United States or São Tomé and Príncipe ? Vote for the TOP Country of the Week !


He glanced more than once at the different toggery of his companion, evidently a man of cities, whom he had chanced to meet by the wayside, and with whom he had journeyed more than a mile. He had paused again and again to point out the "witch-face" to the stranger, who at first could not discern it at all, and then when it suddenly broke upon him could not be wiled away from it.

A more rugged district could not be found in all that massive upheaval of rocks and tangled wooded fastnesses stretching from the northeast to the southwest some twenty miles, and known as Witch-Face Mountain; a more scantily populated region than its slopes and adjacent coves scarcely exists in the length and breadth of the State of Tennessee.

"I'll jes' step off a leetle way to'des that light, an' view whar it kems from," he observed coolly. "The woods air too wet to burn." He would not listen to protest. "The witch-face ain't never blighted me none," he rejoined stoutly as he set forth.

What distorted impression might not so appalling an event make upon one so young, so feminine, so inexperienced! What exaggerated wild thing might she not say, unintentionally inculpating half Witch-Face Mountain in robbery and murder!

Always the likeness is pointed out and insisted on by the denizens of Witch-Face Mountain, as if they had had long and intimate acquaintance with that sort of unhallowed gentry, and were especially qualified to pronounce upon the resemblance. "Ain't it jes' like 'em, now? Ain't it the very moral of a witch?"

Only on the slopes toward the east did the sunshine rest, and in the midst of a sterile, barren slant it flickered on that semblance of ill omen. "An onlucky day, stranger," Hite said slowly. The man of science had drawn in his restive horse, and had turned with a keen, freshened interest toward the witch-face.

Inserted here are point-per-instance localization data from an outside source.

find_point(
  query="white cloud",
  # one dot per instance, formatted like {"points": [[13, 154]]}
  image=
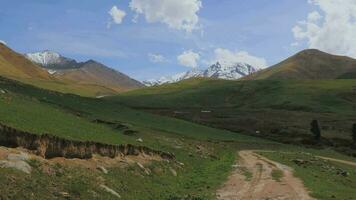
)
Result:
{"points": [[189, 59], [228, 58], [333, 31], [156, 58], [117, 15], [177, 14]]}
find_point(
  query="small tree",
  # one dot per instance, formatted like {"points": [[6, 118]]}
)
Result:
{"points": [[315, 129], [354, 133]]}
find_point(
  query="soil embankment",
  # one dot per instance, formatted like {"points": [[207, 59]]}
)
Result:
{"points": [[49, 146]]}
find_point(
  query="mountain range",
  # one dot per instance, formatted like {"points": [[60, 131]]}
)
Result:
{"points": [[217, 70], [309, 64], [88, 72]]}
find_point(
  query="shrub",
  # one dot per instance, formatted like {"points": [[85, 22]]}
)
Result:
{"points": [[315, 129]]}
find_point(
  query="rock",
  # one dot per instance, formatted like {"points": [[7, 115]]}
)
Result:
{"points": [[19, 165], [64, 194], [111, 191], [17, 157], [174, 173], [103, 169], [147, 171], [300, 161]]}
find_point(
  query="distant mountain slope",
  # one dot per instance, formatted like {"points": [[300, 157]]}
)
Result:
{"points": [[308, 64], [214, 71], [52, 60], [92, 72], [14, 65], [89, 72]]}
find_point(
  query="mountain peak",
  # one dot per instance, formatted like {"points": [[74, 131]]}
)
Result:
{"points": [[309, 64], [50, 59], [217, 70]]}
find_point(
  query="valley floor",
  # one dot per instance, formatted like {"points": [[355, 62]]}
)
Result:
{"points": [[256, 177]]}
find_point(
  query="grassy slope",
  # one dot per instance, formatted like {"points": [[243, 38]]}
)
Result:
{"points": [[308, 64], [316, 96], [321, 177], [37, 110], [41, 111], [244, 105]]}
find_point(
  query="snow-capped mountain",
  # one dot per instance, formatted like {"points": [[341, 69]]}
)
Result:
{"points": [[227, 72], [51, 60], [88, 72]]}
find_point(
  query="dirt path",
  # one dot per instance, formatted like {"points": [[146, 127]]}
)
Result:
{"points": [[339, 161], [252, 180]]}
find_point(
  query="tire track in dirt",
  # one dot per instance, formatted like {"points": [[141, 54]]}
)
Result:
{"points": [[262, 185]]}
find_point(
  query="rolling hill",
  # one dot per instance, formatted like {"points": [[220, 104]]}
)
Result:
{"points": [[90, 72], [90, 79], [14, 65], [309, 64], [276, 109], [217, 71]]}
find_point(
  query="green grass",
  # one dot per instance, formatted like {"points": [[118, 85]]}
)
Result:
{"points": [[280, 109], [320, 177], [313, 95], [277, 175], [41, 111]]}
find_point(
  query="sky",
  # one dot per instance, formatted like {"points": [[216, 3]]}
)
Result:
{"points": [[147, 39]]}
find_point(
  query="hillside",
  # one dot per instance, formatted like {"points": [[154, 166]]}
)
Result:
{"points": [[277, 109], [309, 64], [216, 71], [90, 72], [95, 79], [15, 65]]}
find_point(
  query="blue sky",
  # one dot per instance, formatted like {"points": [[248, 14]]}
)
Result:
{"points": [[79, 30]]}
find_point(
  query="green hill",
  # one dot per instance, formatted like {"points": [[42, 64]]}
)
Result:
{"points": [[309, 64], [278, 109]]}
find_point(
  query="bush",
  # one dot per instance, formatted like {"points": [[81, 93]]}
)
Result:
{"points": [[354, 133], [315, 129]]}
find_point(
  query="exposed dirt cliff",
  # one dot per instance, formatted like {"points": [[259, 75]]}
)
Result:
{"points": [[49, 146]]}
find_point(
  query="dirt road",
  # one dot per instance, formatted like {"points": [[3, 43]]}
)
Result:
{"points": [[252, 179]]}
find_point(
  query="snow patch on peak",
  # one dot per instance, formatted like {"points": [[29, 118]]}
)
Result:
{"points": [[227, 72], [46, 58]]}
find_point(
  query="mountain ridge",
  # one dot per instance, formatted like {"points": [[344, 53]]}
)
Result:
{"points": [[232, 72], [309, 64], [88, 72]]}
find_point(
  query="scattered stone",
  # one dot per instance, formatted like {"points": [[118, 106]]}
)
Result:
{"points": [[174, 172], [18, 157], [342, 173], [64, 194], [111, 191], [147, 171], [103, 169], [19, 165], [300, 161]]}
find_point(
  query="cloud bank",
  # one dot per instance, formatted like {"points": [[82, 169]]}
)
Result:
{"points": [[189, 59], [333, 30], [176, 14], [117, 15], [156, 58], [228, 58]]}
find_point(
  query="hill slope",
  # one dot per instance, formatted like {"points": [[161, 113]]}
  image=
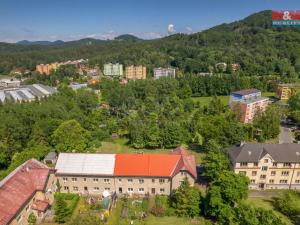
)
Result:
{"points": [[252, 42]]}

They rode on together into the dense woods, leaving the wind and the sunshine and the flying clouds fluctuating over the broad expanse of the mountains, and the witch-face silently mowing and grimacing at the world below, albeit seen by no human being except perchance some dweller at the little house on the spur, struck aghast by this unwelcome apparition evoked by the necromancy of the breeze and the sheen and the shadow, marking this as an unlucky day.

Nevertheless, under the pressure of the inherent persuasiveness of the suggested retribution, Persimmon Sneed made haste to aver that his errand in the mountains was in no sense at the sheriff's instance. And so radical and indubitable were his protestations that Nick Peters was constrained to discard this fear, and demand, "What brung ye ter Witch-Face Mounting then, Mr. Sneed?"

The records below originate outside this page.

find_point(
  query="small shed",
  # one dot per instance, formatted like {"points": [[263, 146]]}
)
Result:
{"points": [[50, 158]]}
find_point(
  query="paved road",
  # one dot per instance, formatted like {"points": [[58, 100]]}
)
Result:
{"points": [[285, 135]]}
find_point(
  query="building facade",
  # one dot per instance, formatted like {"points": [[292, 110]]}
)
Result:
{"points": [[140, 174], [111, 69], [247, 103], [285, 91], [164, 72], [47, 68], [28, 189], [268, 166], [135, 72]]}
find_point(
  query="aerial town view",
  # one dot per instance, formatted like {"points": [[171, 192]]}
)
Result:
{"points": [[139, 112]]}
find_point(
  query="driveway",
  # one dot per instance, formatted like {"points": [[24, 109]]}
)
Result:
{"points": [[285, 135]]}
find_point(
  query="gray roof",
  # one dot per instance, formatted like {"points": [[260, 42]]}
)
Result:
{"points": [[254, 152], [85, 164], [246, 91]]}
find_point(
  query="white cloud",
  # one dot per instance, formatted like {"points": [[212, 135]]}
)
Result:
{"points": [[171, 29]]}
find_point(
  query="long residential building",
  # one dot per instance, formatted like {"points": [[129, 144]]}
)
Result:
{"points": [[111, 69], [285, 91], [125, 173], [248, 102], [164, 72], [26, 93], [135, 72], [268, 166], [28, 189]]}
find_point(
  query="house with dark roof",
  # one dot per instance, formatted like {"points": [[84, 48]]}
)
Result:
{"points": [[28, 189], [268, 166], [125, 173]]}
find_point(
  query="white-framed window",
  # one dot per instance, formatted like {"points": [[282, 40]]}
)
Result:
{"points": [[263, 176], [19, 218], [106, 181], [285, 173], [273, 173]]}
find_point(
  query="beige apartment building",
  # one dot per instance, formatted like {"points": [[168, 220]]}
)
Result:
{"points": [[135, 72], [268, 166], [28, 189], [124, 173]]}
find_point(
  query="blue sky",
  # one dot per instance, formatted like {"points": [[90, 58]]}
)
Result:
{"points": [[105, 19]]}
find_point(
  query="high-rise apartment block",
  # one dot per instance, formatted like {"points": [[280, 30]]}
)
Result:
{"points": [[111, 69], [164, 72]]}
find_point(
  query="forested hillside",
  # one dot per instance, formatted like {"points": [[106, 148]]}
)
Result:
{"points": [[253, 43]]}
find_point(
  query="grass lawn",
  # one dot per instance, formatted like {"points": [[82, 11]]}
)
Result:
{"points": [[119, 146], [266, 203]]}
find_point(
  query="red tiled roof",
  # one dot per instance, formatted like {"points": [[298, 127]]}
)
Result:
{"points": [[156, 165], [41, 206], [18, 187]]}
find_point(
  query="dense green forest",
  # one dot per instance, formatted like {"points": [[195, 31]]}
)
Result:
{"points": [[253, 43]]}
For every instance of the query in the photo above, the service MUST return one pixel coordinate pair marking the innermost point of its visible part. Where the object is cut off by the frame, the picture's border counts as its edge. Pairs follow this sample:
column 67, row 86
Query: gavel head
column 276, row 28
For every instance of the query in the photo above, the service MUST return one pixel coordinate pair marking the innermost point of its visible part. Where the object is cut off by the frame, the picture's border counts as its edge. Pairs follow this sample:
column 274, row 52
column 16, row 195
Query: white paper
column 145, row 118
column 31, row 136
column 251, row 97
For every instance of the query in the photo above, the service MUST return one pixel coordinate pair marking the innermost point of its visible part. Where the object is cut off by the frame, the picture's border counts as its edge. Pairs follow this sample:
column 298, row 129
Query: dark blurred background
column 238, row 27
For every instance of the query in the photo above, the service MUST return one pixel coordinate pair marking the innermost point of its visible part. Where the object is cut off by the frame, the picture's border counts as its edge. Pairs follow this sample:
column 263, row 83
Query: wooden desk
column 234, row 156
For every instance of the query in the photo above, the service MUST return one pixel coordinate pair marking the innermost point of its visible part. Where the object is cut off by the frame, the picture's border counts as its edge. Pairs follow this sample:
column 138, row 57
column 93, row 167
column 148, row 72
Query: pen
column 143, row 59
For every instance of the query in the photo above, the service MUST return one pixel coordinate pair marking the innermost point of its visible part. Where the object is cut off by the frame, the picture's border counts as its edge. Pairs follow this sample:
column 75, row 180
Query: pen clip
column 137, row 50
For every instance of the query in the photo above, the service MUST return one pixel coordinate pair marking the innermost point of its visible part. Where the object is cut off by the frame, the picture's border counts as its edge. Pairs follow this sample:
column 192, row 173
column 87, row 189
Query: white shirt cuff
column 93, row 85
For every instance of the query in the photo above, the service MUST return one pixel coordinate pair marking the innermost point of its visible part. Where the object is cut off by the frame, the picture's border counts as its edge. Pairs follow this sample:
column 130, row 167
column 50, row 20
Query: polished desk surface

He 'lows the road will be obligated ter pass by the witch-face arter it gits over yander nigh ter the valley, whar the ruver squeezes through the mounting agin. He be always talkin' 'bout signs an' spells an' sech, an' he 'lows the very look o' the witch-face kerries bad luck, an' it'll taint all ez goes for'ard an' back'ard a-nigh it."

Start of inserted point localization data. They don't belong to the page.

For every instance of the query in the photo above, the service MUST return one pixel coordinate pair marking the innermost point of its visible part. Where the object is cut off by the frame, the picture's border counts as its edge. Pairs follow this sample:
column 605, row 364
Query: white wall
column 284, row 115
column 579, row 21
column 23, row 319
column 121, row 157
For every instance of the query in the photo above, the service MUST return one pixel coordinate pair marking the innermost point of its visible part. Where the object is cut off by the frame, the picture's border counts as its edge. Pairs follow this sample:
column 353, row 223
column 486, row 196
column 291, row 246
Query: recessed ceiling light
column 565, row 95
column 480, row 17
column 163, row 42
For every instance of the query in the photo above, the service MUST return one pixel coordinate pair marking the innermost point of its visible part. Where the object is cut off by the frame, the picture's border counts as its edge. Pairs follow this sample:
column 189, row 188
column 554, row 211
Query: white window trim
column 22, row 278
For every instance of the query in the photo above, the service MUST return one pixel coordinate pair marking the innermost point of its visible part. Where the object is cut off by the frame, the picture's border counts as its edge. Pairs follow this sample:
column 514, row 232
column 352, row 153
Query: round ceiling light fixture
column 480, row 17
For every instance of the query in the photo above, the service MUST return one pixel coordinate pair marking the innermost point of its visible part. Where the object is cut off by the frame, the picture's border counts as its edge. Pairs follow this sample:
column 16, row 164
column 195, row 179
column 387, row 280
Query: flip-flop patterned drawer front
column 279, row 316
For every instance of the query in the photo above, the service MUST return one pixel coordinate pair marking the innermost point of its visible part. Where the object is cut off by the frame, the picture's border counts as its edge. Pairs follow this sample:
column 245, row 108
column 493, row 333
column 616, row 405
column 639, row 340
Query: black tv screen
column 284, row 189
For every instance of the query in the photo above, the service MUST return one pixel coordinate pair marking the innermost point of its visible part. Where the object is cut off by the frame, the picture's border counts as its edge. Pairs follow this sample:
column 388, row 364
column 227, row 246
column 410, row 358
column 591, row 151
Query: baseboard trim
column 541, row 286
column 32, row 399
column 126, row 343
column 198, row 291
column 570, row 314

For a long time, it seemed to the curious without, and to the agitated, nervous witnesses peering through the unchinked logs of the wall, they sat on their comfortless perch, half crouching forward, and chewed, and discussed the testimony. There were frequent intervals of silence, and in one of these Con Hite was disturbed to see the sketch of the "witch-face" once more passed from hand to hand.